Y es que creo que la inmensa mayoría de nosotros preferiríamos morir antes de vernos obligados a arrastrarnos hambrientos y exangües ––quien sabe si durante años enteros––, como cadáveres andantes entre otros tantos seres humanos ––todos ellos fieles reflejos vivientes de nuestra propia decrepitud física y psicológica–– entre los que bien pudieran encontrarse nuestros seres más queridos y allegados.

Un día cualquiera en un campo de concentración consistía en hombres, mujeres y niños obligados por sus captores –bajo pena de muerte o, como mínimo, tortura o castigo––, a realizar todo tipo de trabajos forzados a cambio de poco más que un mísero mendrugo de pan rancio diario y del nauseabundo techo que suponía un frío y apretado barracón atestado de pulgas y piojos, polvo, moho y excrementos humanos.

Hombres, mujeres y niños que el día en el que por la razón que fuera dejaban de ser útiles para el trabajo, eran cruelmente arrancados de los brazos de sus familiares o amigos para terminar siendo víctimas de la llamada “solución final”; muriendo tras ser arrastrados directamente a las cámaras del gas “Zyklon B”, o incluso tras ser llevados de excursión a los siniestros laboratorios donde los científicos nazis llevaban a cabo con ellos las más monstruosas y terroríficas formas de experimentación científica; unas formas de experimentación científica que hoy en día todavía son llevadas a la práctica en laboratorios esencialmente similares a estos primeros pero, eso sí, cómo no podría ser de ninguna otra manera, utilizando como “conejillos de indias” a ejemplares de cualquier especie animal indistintamente.
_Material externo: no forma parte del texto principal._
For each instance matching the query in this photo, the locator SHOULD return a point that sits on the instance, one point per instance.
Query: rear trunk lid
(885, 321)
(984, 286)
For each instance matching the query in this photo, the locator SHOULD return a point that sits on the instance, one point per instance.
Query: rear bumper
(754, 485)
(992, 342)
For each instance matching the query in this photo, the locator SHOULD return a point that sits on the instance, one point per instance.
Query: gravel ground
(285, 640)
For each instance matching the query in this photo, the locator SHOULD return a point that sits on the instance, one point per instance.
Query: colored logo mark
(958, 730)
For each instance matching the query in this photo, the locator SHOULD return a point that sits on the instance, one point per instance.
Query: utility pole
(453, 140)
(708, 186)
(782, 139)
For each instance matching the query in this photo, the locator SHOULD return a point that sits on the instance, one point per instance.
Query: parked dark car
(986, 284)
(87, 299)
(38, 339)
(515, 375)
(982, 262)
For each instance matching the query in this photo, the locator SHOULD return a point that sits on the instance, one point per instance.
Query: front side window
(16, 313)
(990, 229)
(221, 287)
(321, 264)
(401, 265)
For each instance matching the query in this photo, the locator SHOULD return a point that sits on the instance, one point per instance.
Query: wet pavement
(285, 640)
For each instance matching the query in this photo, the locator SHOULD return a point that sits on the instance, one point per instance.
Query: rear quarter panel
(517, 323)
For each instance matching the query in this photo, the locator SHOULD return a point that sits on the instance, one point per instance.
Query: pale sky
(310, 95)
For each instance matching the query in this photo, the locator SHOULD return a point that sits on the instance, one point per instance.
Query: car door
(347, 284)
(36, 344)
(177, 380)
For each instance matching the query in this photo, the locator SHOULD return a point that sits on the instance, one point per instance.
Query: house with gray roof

Sabido es que a día de hoy la inmensa mayoría de los seres humanos está de acuerdo con que jamás a lo largo de la historia de la humanidad, tuvo lugar un crimen tan cruel ni tan fríamente calculado como el que entrañó la tortura y la exterminación de millones de seres humanos en estos los campos de concentración de la Alemania nazi.

Pues bien; dicho esto, yo me pregunto e invito a preguntarse a todos los “Danieles” y “Daniellas” que ahora estáis ahí detrás, leyendo esta denuncia en la forma de artículo: ¿cómo podemos los seres humanos bien estar tan ciegos o ser tan hipócritas, además de por descontado, tan monstruosamente monstruosos?

¿Cómo es posible que mientras señalamos con nuestros dedos acusadores a los responsables del holocausto nazi ––así como también a los defensores de las “fiestas” taurinas o a cualquier otro evidente maltratador de seres humanos o animales de diversa índole–– bajemos alegremente al supermercado a comprar, por ejemplo, unos filetitos de ternera procedentes de un vaca que ––¡quitémonos de una puñetera vez la venda de los ojos!–– todos sabemos de buena tinta fue criada y vivió hasta el día en el que le hicieron el que ––a nadie le quepa la menor duda–– fue el mayor favor de su vida ––darle muerte––, en un “hotelito” al que quizá bien pudiera haberle sido asignada alguna o incluso algunas “estrellitas” más ––obviamente “estrellitas del horror”–– de las que pudieran haberles sido asignadas indistintamente a cualquiera de los campos de concentración de la Alemania nazi?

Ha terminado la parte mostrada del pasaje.